Alternatively, you can download the individual datasets as a CSV or XLSX file from the table below.

  1. Click Download CSV. A window opens that displays the CSV in your browser.
  2. Right-click anywhere inside the window and select “Save Page As…”.
  3. Save the file in a folder of your choice.
dataset CSV XLSX
people Download CSV Download XLSX

Data

The package provides access to one data resource.

people

The dataset people contains data about people that have worked for the group. This includes staff, as well as undergraduate student projects.

It has 129 observations and 7 variables.

people |> 
  head(3) |> 
  gt::gt() |>
  gt::as_raw_html()
title degree type b_m_student start_date year thesis_title
2021-bsc-thesis-225343 bsc thesis yes 2021-02-01 2021 Self-cleaning Preliminary Screening Mechanisms to Improve Health and Wastewater Treatment Efficiency in Low-income Countries
2021-msc-thesis-554324 msc thesis yes 2021-09-19 2021 Barriers to successful data management in the Global South: Case Study of Malawi
2022-bsc-thesis-164543 bsc thesis yes 2022-03-25 2022 The development of a recycled plastic wheel for cardboard collector trollies - improving the working conditions of informal cardboard recyclers in Durban, South Africa

For an overview of the variable names, see the following table.
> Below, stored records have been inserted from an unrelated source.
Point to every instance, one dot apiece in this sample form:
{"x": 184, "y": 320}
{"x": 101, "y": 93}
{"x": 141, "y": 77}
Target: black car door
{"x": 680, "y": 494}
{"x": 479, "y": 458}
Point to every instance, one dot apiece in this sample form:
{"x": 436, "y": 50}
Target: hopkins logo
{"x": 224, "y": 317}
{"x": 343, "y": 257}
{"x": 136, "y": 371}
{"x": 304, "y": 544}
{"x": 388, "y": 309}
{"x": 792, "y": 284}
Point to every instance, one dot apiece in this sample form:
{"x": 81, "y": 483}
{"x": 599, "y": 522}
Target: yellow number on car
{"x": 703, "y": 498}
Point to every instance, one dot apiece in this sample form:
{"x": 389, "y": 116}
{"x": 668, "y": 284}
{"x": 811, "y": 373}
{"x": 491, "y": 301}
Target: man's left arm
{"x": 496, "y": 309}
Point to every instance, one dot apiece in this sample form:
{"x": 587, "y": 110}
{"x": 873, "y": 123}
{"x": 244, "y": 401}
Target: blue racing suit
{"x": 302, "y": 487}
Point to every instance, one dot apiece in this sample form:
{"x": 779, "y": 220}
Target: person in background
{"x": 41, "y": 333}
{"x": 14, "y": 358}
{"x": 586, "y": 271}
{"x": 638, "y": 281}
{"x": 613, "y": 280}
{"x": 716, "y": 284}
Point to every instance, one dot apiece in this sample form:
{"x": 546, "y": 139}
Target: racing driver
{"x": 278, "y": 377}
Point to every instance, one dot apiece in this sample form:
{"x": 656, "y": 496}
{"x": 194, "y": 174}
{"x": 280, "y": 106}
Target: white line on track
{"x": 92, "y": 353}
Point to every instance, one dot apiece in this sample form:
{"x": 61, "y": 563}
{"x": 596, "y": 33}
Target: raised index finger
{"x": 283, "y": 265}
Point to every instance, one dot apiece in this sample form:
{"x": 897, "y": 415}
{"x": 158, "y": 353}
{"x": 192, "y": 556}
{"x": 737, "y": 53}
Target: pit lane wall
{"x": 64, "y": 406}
variable_name variable_type description
project_id character Unique identifier for each person using a combination of other metadata. Folder name on Google Drive.
degree character Categorical variable with four levels: bsc, msc, phd, staff.
type character Categorical variable with six levels: hiwi, intern, post-doc, scientific-assitant, sem-proj, thesis.
b_m_student character Binary variable to identify if person is BSc or MSc students. Levels: yes, no.
start_date Date Start date of the person.
year numeric Year of the start date.
thesis_title character Title of the thesis.

Example

library(ghedata)

undergrad_students <- people |> 
  filter(b_m_student == "yes") |>
  filter(!is.na(title)) 

So far, GHE has supervised 108 projects of which 25 were done by BSc and 83 by MSc students.

undergrad_students |> 
  count(degree, year) |> 
  ggplot(aes(x = year, y = n, label = n, fill = degree, color = degree)) +
  geom_col(position = "dodge") +
  geom_text(position=position_dodge(width=0.9), 
            vjust=-0.5,
            show.legend = FALSE) +
  labs(x = "",
       y = "Number of students") +
  scale_fill_colorblind() +
  scale_color_colorblind() +
  theme_minimal() +
  theme(panel.grid = element_blank(),
        axis.text.y = element_blank())

License

Data are available as CC-BY.

Citation

Please cite this package using:

citation("ghedata")
#> To cite package 'ghedata' in publications use:
#> 
#>   Schöbitz L (2024). _ghedata: What the Package Does (One Line, Title
#>   Case)_. R package version 0.0.0.9000,
#>   <https://github.com/global-health-engineering/ghedata>.
#> 
#> A BibTeX entry for LaTeX users is
#> 
#>   @Manual{,
#>     title = {ghedata: What the Package Does (One Line, Title Case)},
#>     author = {Lars Schöbitz},
#>     year = {2024},
#>     note = {R package version 0.0.0.9000},
#>     url = {https://github.com/global-health-engineering/ghedata},
#>   }